The poet sees a tiger locked in a concrete cell in the zoo. It is a very small cage. The tiger can hardly take a few steps along the length of the cage. He looks majestic as he slowly moves up and down in his cage. The sharp and clear stripes on his body are of strong bright colour. His pads are velvet soft. Inspite of all his strength, he now lies imprisoned behind the bars. The caged tiger is angry. He is full of rage, but is quiet because he knows that he is helpless here.
He should be lurking in shadow,
Sliding through long grass
Near the water hole
Where plump deer pass.
Looking at the imprisoned tiger, the poet is filled with pity. He says that the poor tiger should have been in his natural habitat i.r. in the jungle, hunting and resting. Then, at this hour of the night, he would have been lying in the shadows of trees and sliding quietly through the long grass. He would, then, near the water hole, wait for some fat and healthy deer to pass that way.

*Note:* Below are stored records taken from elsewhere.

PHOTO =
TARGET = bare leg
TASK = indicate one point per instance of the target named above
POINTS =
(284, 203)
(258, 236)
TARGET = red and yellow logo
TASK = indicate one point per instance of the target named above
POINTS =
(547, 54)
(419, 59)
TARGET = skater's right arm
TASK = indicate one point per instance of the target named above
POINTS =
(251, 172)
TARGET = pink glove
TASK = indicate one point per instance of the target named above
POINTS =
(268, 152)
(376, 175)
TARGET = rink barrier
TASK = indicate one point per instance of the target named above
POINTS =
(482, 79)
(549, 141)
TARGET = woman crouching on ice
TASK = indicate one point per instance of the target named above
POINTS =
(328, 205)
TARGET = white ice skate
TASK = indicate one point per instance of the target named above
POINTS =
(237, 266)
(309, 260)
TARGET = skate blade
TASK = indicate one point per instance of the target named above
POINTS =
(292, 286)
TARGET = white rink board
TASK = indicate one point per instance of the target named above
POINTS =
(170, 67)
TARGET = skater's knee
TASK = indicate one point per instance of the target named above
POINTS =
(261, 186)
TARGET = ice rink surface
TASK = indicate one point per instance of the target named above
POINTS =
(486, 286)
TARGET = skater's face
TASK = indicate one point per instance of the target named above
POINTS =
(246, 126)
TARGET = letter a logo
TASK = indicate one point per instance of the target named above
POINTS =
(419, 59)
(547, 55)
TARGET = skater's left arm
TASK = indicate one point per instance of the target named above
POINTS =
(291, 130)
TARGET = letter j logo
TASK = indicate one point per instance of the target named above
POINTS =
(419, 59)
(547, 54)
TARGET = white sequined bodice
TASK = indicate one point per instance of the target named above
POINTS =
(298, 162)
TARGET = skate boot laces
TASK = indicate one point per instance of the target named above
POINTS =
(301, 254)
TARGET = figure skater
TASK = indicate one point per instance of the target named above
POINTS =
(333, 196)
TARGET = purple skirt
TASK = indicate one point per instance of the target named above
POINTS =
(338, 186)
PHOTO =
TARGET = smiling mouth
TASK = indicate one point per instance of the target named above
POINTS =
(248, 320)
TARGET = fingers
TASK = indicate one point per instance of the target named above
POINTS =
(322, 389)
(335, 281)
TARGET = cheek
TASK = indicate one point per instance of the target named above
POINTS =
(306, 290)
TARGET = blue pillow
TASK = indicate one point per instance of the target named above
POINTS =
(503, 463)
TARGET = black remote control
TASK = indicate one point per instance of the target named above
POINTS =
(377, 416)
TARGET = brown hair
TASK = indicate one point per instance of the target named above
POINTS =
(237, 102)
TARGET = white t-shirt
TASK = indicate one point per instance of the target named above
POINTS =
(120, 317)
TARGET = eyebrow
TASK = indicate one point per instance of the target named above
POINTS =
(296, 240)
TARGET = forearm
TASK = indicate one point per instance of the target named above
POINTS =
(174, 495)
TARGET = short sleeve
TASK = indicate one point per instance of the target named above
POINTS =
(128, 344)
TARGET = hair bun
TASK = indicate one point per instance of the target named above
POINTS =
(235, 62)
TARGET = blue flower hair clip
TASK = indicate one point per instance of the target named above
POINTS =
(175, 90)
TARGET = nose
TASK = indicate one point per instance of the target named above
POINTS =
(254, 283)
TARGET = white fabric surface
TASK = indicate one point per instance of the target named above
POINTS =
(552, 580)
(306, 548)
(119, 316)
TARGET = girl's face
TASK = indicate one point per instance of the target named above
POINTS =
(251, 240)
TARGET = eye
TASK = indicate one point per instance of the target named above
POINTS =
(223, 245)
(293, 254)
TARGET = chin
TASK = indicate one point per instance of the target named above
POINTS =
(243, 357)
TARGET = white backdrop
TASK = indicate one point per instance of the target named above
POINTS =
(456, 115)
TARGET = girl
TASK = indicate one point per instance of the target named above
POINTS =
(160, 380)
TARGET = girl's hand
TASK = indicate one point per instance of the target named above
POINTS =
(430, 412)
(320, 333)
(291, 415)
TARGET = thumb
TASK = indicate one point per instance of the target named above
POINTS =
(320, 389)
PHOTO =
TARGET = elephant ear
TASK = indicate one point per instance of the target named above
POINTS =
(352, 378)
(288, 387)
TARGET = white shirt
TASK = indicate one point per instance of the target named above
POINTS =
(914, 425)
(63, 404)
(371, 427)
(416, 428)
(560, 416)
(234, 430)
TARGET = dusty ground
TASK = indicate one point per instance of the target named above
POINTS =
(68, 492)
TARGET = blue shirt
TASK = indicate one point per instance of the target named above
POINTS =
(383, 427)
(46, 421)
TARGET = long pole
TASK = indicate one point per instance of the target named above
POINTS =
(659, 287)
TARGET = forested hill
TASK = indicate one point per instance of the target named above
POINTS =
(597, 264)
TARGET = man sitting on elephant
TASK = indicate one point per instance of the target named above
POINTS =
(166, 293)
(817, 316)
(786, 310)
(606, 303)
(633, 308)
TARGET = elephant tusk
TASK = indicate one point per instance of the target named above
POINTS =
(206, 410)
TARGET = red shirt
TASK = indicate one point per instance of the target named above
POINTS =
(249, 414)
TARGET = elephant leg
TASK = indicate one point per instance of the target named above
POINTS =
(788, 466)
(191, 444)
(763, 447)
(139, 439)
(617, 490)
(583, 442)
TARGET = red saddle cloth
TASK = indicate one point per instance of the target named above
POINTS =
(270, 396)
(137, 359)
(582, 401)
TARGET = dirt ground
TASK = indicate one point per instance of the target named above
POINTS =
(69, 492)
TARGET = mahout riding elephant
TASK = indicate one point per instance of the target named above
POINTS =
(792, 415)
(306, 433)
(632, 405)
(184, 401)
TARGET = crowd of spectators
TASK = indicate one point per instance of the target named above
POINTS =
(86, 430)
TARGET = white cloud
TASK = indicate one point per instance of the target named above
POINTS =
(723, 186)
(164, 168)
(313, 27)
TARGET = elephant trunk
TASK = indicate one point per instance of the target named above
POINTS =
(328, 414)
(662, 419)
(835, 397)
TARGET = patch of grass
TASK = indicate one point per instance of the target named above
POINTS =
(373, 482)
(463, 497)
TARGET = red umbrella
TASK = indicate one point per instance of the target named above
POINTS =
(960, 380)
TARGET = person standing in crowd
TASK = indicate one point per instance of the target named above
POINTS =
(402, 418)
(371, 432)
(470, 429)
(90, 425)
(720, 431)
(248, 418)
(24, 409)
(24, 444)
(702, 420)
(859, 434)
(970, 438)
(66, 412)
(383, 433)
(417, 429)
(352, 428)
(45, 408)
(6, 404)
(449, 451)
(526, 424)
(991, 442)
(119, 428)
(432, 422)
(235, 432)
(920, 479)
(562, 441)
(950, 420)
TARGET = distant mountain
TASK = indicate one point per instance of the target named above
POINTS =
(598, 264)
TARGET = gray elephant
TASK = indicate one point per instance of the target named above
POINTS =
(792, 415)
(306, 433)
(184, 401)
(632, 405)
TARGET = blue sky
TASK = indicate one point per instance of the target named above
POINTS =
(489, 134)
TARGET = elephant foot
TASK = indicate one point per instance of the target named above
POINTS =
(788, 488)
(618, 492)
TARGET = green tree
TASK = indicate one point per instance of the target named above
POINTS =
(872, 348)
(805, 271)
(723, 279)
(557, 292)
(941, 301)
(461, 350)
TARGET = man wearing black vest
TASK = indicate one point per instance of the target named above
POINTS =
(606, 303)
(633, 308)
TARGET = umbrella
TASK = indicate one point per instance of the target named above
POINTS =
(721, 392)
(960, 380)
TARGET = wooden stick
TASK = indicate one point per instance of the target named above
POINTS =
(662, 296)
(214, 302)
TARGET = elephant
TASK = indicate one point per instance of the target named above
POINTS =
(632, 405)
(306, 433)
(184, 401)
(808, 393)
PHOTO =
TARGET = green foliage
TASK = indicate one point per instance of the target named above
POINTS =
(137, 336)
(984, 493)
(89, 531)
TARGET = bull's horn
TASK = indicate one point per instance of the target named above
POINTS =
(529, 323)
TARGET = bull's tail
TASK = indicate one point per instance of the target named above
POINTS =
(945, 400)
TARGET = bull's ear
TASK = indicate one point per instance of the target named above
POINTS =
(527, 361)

Thus, he would be lying there in expectation of a heavy feast.
He should be snarling around houses
At the jungle’s edge,
Baring his white fangs, his claws,
Terrorising the village!
In these lines, the poet imagines what the tiger would be doing in case he failed to find any prey in his natural habitat. He says that the tiger would be angrily moving around the houses in a nearby village. He would be growling at the edge of the jungle near some village. He would showing his white fangs and terrible claws while moving here and there. He would, thus, become a cause of error for the villagers.

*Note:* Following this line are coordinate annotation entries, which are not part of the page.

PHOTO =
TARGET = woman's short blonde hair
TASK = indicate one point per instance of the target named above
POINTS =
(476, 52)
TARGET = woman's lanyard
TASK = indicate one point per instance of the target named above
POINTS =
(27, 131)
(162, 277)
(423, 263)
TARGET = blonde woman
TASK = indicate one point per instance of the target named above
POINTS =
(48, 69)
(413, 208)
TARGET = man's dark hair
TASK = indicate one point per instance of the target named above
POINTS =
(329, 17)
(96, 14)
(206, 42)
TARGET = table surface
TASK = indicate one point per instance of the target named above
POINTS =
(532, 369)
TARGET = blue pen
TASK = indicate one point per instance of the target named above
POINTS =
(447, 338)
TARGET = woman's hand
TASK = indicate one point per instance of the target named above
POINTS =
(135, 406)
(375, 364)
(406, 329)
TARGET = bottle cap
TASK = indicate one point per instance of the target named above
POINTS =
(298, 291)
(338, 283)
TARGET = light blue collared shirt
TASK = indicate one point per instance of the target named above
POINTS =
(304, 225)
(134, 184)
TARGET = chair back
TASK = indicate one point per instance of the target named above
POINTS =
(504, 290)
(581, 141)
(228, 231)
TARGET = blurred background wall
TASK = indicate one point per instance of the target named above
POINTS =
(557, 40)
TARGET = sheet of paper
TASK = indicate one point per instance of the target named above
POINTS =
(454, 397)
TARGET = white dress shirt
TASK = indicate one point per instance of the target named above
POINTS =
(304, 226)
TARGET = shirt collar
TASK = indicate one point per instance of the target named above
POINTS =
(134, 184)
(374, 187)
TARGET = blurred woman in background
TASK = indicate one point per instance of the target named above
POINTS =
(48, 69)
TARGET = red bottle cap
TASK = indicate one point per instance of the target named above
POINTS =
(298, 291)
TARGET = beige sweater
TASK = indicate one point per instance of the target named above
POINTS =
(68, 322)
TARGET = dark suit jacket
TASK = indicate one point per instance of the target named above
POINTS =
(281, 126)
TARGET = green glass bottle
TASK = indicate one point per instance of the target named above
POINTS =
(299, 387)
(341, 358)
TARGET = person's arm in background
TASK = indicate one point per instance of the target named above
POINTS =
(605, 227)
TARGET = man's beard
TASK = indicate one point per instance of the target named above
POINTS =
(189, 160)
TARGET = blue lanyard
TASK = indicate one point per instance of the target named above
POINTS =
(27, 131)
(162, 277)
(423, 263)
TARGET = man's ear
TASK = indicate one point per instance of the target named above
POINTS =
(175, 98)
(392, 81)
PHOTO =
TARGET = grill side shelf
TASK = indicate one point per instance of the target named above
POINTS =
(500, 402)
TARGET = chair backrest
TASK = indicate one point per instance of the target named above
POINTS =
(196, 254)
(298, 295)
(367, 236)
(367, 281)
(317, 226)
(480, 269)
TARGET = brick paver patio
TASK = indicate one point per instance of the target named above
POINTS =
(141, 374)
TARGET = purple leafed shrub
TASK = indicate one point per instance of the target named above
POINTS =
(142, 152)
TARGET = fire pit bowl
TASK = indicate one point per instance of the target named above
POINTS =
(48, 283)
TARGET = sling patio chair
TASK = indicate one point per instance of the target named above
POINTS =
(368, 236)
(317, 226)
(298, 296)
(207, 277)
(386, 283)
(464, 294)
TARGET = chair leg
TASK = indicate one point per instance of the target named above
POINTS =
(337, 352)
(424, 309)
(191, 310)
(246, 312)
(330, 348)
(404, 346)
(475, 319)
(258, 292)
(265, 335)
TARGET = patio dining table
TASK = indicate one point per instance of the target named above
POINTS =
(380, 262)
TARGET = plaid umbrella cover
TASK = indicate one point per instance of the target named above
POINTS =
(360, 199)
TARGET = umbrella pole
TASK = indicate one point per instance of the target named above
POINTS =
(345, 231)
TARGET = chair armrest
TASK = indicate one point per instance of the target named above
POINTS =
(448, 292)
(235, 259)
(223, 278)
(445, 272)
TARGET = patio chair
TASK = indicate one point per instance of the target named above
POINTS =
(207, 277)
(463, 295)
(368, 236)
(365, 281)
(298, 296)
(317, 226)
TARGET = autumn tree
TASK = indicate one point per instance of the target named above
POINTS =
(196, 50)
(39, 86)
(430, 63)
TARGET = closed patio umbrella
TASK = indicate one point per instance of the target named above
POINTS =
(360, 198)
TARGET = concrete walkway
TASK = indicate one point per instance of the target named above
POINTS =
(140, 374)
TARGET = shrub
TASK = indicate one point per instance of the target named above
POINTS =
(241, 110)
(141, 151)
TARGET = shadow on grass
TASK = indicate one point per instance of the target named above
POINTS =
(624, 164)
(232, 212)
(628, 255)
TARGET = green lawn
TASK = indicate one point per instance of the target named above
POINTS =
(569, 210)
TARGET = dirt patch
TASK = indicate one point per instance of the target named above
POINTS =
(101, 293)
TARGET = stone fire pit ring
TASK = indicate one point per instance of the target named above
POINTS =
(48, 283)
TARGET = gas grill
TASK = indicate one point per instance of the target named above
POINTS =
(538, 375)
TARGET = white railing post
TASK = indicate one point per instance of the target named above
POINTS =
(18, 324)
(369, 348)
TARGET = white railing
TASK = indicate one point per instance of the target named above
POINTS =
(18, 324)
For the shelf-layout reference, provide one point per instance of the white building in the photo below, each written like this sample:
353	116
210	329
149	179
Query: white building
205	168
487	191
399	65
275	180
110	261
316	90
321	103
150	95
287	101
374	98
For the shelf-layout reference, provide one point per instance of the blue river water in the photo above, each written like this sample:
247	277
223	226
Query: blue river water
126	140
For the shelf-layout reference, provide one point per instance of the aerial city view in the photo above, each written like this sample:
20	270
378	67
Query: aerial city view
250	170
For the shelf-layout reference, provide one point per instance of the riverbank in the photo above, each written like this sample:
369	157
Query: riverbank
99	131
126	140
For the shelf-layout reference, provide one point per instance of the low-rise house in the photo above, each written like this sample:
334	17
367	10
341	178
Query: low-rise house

The poet here gives a hint that if we continue to destroy the forest cover and the natural habitat of the tigers, they will be forced to turn to our towns and villages to find their food.
But he’s locked in a concrete cell,
His strength behind bars,
Stalking the length of his cage,
The poet sees the tiger is locked in a concrete cell in the zoo. Inspite of all his strength, he now lies imprisoned behind the bars. Very slowly and silently, the tiger moves up and down along the length of the cage. He moves in an angry and threatening manner. He takes no note of the visitors, who had come to the zoo to have a look at him. He completely ignores them as none of them thinks of releasing him from his prison. Moreover, due to their presence, he hardly gets any rest during the day.

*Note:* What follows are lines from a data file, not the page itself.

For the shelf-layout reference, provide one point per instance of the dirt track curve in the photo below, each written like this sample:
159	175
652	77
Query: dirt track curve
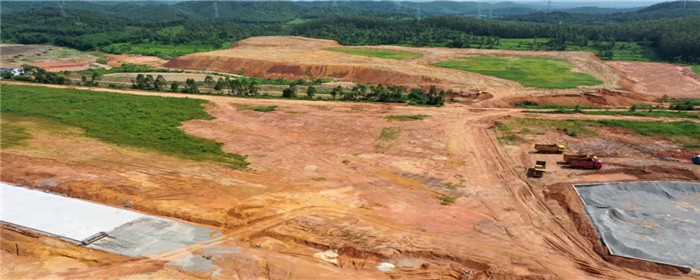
322	179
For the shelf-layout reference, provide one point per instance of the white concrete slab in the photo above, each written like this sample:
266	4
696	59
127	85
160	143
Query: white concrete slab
57	215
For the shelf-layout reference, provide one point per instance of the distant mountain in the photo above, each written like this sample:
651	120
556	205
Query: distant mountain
667	10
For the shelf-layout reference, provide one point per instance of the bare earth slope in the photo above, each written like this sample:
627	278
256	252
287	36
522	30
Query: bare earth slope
298	57
659	79
322	178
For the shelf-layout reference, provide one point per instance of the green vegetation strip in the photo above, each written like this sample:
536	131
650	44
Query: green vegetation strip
530	72
381	53
265	109
663	113
138	121
406	117
12	134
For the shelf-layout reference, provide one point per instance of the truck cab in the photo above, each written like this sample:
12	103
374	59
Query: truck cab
561	148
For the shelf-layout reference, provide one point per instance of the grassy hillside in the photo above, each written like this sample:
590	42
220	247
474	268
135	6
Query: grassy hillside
530	72
388	54
146	122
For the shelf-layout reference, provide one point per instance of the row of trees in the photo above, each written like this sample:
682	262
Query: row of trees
35	74
378	93
674	39
147	82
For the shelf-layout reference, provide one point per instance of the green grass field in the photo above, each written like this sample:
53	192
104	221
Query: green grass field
530	72
696	69
388	54
147	122
264	109
12	134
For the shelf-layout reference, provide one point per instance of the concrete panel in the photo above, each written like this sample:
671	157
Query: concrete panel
57	215
150	236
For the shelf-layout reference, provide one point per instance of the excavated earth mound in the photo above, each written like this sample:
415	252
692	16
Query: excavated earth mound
303	58
659	79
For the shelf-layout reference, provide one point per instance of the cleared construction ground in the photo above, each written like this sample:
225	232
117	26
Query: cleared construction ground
340	190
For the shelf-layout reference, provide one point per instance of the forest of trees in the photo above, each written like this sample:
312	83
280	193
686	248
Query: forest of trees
664	28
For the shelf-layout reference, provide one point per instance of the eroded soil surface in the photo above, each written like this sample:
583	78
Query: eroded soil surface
659	79
298	57
322	178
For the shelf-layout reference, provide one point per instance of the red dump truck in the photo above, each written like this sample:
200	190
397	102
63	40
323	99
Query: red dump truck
587	164
550	148
578	157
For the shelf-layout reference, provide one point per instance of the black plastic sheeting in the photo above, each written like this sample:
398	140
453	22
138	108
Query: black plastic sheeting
656	221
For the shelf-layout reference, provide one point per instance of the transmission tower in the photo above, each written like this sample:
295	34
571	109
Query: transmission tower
61	3
216	10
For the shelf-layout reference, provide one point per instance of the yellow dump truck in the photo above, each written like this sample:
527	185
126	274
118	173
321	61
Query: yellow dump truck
539	169
550	148
579	157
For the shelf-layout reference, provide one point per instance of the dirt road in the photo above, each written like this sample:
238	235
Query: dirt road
323	178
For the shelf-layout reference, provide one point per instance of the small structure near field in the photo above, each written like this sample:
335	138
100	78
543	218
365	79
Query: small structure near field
653	221
14	71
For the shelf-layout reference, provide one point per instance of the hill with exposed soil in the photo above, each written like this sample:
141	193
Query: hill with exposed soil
304	58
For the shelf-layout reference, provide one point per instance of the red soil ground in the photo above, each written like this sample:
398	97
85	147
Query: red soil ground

He hears the last voice at night,
The patrolling cars,
And stares with his brilliant eyes
At the brilliant stars.
Due to the visitors, the tiger gets no rest during the day. Even at night, he remains disturbed due to the noise that comes from the patrolling cars. The tiger has, thus, lost all hope and feels very helpless. He, thus, stares at the brilliant stars shining bright in the sky. It seems that he is looking for some sort of comfort and hope in these stars. His brilliant eyes show that he still hopes for the day when he would be able to run free in the forest and live in natural surroundings.
Central Idea of Poem
The poem ‘A Tiger in the Zoo’ is written by Leslie Norris. In this poem, the poet tries to depict the mental condition of a caged tiger. He compares the life of a tiger in the zoo with tits life in its natural habitat. The poet conveys an important message that the wild animals should be left in their natural habitat. In the poem, he heightens the contrast between freedom and captivity. He, very impressively, shows us how love for freedom is the natural instinct of every living being.
Poetic Devices Used in the Poem
Repetition : Repetition of words/phrases in the same line.
- velvet quiet quiet rage
- brilliant eyes brilliant stars
Alliteration : Repetition of initial consonant sounds in the same line
- He stalks in his vivid stripes
- But he’s locked in a concrete cell
The rhyme scheme for first, second and fifth stanza is abcb and for third and fifth stanza is abcd.